Он был очень популярен несколько лет назад, но я так и не поняла, что заставляет людей читать его в таких количествах.
— Его любили по тем же причинам, что и «Пятьдесят оттенков серого», например?
— Ну, во-первых, «Пятьдесят оттенков серого» народ уже отлюбил. А его любили совершенно по другой причине. Паоло Коэльо транслирует очень простые истины. Знаете, какая мысль кажется нам умной? Та, которую мы сами думали, но не могли сформулировать. Паоло Коэльо работал таким психотерапевтом для очень большого числа людей. Он брал какие-то простые вещи, которые огромное множество людей ощущало интуитивно, но не могло облечь в слова. А он приходил и говорил: «Прикиньте, вода-то мокрая! А дважды два – четыре! А каждому надлежит выбрать свой путь…» А поскольку мысли и идеи, которые он транслировал, – это очень простые мысли и идеи, то они, соответственно, заходили максимально широкому массиву читателя.

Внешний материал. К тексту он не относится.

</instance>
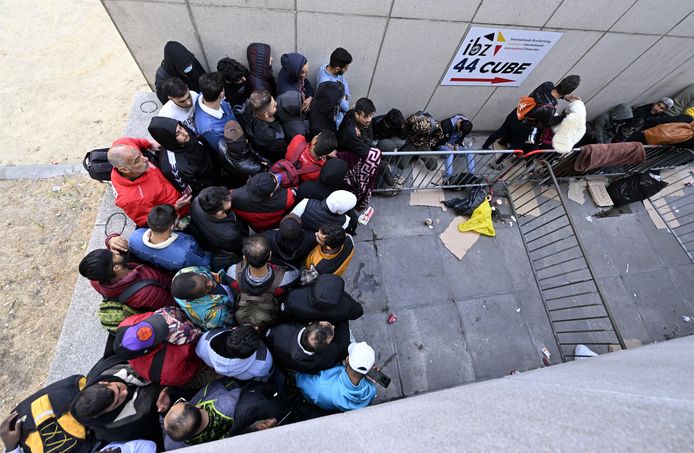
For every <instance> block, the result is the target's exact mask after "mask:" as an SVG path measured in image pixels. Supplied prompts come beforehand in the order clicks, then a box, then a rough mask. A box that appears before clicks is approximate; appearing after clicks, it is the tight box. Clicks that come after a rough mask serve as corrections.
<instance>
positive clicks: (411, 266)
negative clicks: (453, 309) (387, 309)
mask: <svg viewBox="0 0 694 453" xmlns="http://www.w3.org/2000/svg"><path fill="white" fill-rule="evenodd" d="M376 245H377V248H378V259H379V262H380V263H381V269H382V270H383V286H384V288H385V292H386V296H387V298H388V306H389V307H391V308H397V307H407V306H423V307H426V306H429V305H430V304H432V303H434V302H441V301H447V300H448V301H450V300H452V297H453V292H452V290H451V286H450V282H449V279H448V278H447V277H446V273H445V271H444V266H443V263H442V259H441V253H437V252H435V251H437V250H439V238H438V237H436V236H415V237H405V238H392V239H382V240H377V241H376Z"/></svg>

— Но если сейчас появится какой-то другой писатель, который будет говорить что-то в этом духе, может быть, уже и не прокатит?
— Может быть, да. Потому что эта ниша, которую восемь — десять лет назад, а на самом деле еще двадцать лет назад занимал Паоло Коэльо, сегодня занята всевозможными книгами по психологии, личностному росту и так далее. Среди этого есть хорошие, важные книги, есть и такое полное фуфло, как это всегда бывает. Но мне кажется, что эта ниша доверительного разговора на грани с банальностью занята этим сегментом, а тогда этого всего еще не процвело на нашей почве в таких количествах.
Но я до сих пор считаю, что «Алхимик» — это хорошая детская книжка. Я знаю многих юных подростков, которые читают ее, и им хорошо. Просто во взрослом возрасте не надо бесконечно читать «Незнайку в Cолнечном городе».
— Кстати, буквально недавно я спрашивала в махачкалинском книжном магазине про самую популярную художественную книгу. Если верить консультанту, чаще всего покупают роман «Бегущий за ветром» Халеда Хоссейни.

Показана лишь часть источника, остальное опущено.